Thanks Rob Iook own a Arbortech cutter for my side grinder but this project took a little more refined tools ,at least for me.


----------



## mpounders (Jun 22, 2010)

I have used all of these except for the last one. The split mandrel is really handy and easy to use with different grits of cloth backed paper. The paper sanding cones are very useful for me. They are not overly aggressive and I use them in this size and the smaller ones on my carvings. Use both of these on something with variable speed or foot pedal control.
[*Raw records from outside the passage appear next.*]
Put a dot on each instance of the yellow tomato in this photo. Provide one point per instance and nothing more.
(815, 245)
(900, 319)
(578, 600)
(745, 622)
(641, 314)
The fuzzy wheels are ok, but can discolor lighter woods, so I don't use them as much. You might look at the 3m scotch-brite radial bristle discs that are also available in various grits. How aggressive they are also depends on how you use them, but they might be useful for you.


----------



## Loren (May 30, 2008)

I have some "tadpole" shaped sanding pads
that are pretty useful.

Like these, though that's not the set I have.


----------



## a1Jim (Aug 9, 2008)

Good to hear from you Lee ,I understand that now actual carving chisels would have been the way to go. but I was using a power carver on this project I can see after this experience I realized all that sanding would not have been necessary.Remember this is my first real carving,


----------



## a1Jim (Aug 9, 2008)

Those look very interesting Mike thanks alot.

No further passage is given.